İddia ve savunma hakkı, 6100 sayılı Hukuk Muhakemeleri Kanunu’nun hukuki dinlenilme hakkı başlıklı 27. maddesi ile usul hukukumuza da yansıtılmıştır. Anılan maddenin birinci fıkrasında, davanın taraflarının kendi hakları ile bağlantılı olarak hukuki dinlenilme hakkına sahip oldukları belirtildikten sonra, maddenin ikinci fıkrasında bu hakkın “açıklama ve ispat hakkı”nı da içerdiği vurgulanmıştır. Davanın taraflarının, usul hukuku hükümlerine aykırı olarak ispat hakkını kullanmalarının kısıtlanması, iddia ve savunma hakkının kısıtlanması sonucunu doğurur.

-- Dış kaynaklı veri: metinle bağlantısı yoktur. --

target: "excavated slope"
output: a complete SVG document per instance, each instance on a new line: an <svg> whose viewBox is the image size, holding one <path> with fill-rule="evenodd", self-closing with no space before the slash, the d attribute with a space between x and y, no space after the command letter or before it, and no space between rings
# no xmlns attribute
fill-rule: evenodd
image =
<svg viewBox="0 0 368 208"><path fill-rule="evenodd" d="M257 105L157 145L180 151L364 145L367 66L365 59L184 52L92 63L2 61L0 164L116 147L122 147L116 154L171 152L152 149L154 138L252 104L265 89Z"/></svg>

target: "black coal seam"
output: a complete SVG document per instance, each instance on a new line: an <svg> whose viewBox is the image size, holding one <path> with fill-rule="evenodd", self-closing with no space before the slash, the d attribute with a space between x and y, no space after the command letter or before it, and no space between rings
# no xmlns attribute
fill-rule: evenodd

Somut olayda, davalı vekili kanuni süresi içerisinde vermiş olduğu cevap dilekçesinde delillerini mahkemeye bildirmiş, delil listesinde dört tane de şahit ismi belirtmiştir. Mahkemece istinabe suretiyle iki davalı şahiti dinlenilmiş, ancak diğer davalı şahitleri dinlenilmeyerek hukuki dinlenilme hakkına aykırı davranılmıştır. Yapılacak iş, diğer iki davalı şahiti de dinlenildikten ve davacının eylemi bu suretle tam olarak açıklığa kavuşturulduktan sonra oluşacak sonuca göre karar vermekten ibaret iken, eksik inceleme ile yazılı şekilde hüküm tesisi isabetsizdir.

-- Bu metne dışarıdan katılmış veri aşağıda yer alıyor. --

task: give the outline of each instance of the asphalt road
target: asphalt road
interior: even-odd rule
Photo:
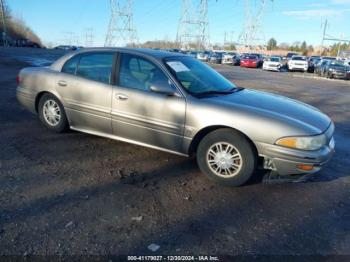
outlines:
[[[299,99],[336,124],[336,154],[309,181],[264,184],[258,173],[230,188],[208,181],[193,159],[45,129],[17,103],[15,78],[60,55],[0,49],[0,255],[350,255],[349,82],[215,66],[238,86]]]

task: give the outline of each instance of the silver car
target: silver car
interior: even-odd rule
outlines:
[[[334,152],[334,125],[314,107],[236,87],[187,55],[84,49],[24,68],[17,98],[50,130],[67,129],[196,155],[210,179],[247,182],[258,165],[314,173]]]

3-Fazla çalışma yaptığını iddia eden işçi bu iddiasını ispatla yükümlüdür. İşçinin imzasını taşıyan bordro sahteliği ispat edilinceye kadar kesin delil niteliğindedir. Bir başka anlatımla bordronun sahteliği ileri sürülüp ispatlanmadıkça, imzalı bordroda görünen fazla çalışma alacağının ödendiği varsayılır.
Fazla çalışmanın ispatı konusunda işyeri kayıtları, özellikle işyerine giriş çıkışı gösteren belgeler, işyeri iç yazışmaları, delil niteliğindedir. Ancak, fazla çalışmanın bu tür yazılı belgelerle ispatlanmaması durumunda tarafların dinletmiş oldukları tanık beyanları ile sonuca gidilmesi gerekir.
Somut olayda, gerek davacı şahitleri gerekse davalı tanıkları fazla mesailerin ödendiğini beyan etmişlerdir. Şu halde, davacıya, fazla mesai alacaklarının ödendiği anlaşıldığından, fazla mesai talebinin reddine karar verilmesi gerekirken, yazılı şekilde hüküm tesisi hatalı olup bozmayı gerektirmiştir.
Sonuç:
Temyiz olunan kararın, yukarıda yazılı sebeplerle BOZULMASINA, peşin alınan temyiz harcının istek halinde ilgiliye iadesine 02.06.2014 tarihinde oybirliğiyle karar verildi.